Il testo dell’emendamento 25.12 presentato dalla senatrice di Forza Italia Urania Papatheu all’atto del Senato n. 909 relativo alla conversione in legge del Decreto Genova, già approvato dalla Camera dei Deputati, è in realtà di una riga e mezza, ma tanto è bastato per scatenare il caos nei 5 Stelle.

L’emendamento ha infatti ottenuto il voto dell’ormai ex eroe Gregorio De Falco, il comandante della Capitaneria di Porto che strapazzò Schettino la notte del naufragio della Concordia, ora eletto proprio al Senato tra le file del MoVimento e rappresentante dell’8^ Commissione Lavori Pubblici e Comunicazioni, e l’astensione dell’altra dissidente, Paola Nugnes, membro della 13^ Commissione Territorio, Ambiente e Beni Ambientali. La colpa? Aver agito secondo coscienza, cosa che ora potrebbe causare l’espulsione del primo e la sospensione della seconda.
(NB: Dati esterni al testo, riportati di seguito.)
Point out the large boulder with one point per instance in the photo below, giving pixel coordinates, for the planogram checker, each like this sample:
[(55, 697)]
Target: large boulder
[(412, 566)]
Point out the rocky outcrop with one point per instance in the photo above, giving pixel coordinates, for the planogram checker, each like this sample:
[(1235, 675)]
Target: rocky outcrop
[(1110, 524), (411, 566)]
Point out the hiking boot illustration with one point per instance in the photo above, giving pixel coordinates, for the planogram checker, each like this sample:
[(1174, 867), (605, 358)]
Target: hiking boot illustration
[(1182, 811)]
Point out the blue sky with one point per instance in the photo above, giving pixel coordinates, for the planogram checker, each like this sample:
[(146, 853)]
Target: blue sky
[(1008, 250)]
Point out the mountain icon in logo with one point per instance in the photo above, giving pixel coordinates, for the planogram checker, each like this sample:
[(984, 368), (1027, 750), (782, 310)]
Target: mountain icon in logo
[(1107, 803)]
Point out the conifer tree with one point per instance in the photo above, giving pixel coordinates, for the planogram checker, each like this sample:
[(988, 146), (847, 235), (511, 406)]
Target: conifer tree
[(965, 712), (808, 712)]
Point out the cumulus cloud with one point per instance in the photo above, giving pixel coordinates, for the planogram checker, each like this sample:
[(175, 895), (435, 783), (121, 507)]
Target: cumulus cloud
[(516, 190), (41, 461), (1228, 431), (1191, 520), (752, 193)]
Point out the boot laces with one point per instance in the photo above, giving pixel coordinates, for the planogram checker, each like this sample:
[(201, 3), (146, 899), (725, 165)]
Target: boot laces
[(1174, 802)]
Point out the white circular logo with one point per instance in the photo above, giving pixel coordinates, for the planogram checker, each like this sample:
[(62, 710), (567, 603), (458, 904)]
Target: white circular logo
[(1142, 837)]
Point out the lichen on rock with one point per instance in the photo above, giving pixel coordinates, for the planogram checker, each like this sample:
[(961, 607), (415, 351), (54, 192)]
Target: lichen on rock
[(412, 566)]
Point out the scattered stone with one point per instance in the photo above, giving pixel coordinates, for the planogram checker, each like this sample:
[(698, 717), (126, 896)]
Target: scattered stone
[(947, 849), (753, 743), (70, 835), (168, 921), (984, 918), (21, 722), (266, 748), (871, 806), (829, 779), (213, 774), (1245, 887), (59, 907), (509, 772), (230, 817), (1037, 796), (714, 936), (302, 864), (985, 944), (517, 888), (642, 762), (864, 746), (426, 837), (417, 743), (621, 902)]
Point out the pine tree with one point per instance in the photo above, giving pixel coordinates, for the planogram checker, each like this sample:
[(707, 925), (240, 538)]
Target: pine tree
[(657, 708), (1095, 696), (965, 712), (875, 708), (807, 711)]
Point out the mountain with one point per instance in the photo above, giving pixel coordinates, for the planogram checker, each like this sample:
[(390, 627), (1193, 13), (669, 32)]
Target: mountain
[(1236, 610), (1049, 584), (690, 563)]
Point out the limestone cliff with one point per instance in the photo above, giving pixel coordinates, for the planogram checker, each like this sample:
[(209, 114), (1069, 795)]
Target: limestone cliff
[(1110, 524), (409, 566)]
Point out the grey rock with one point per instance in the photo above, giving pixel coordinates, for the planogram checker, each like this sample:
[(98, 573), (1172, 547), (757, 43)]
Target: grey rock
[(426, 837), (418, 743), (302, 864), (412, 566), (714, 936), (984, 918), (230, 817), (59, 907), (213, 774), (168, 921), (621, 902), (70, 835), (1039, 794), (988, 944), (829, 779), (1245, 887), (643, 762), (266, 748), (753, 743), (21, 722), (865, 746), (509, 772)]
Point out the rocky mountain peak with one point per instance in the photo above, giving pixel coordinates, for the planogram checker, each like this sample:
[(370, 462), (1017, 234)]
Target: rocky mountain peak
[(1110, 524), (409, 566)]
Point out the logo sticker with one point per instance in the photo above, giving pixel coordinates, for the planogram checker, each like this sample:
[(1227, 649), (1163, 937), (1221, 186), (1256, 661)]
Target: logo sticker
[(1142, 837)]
In realtà l’emendamento aggiusta decisamente il tiro dell’ormai famoso condono di Ischia, che nel testo originale doveva essere fatto tenendo conto delle norme dell’85, anno in cui era stata prevista la sanatoria più permissiva. Le maglie degli altri due condoni, datati 1994 e 2003 erano infatti di gran lunga più strette, ma proprio a questi si sarebbe dovuto far riferimento per sanare gli abusi più recenti. Un modo dunque per porre un freno e stabilire dei paletti nella definizione delle pratiche di condono, necessaria per l’erogazione  dei contributi per il terremoto.

Eppure i cultori dell’onestà hanno non solo detto no e difeso il testo con la sanatoria più ampia, ma definito gravissimo che De Falco votasse in modo contrario su un atto che interessa il collegio elettorale di Giggino Di Maio.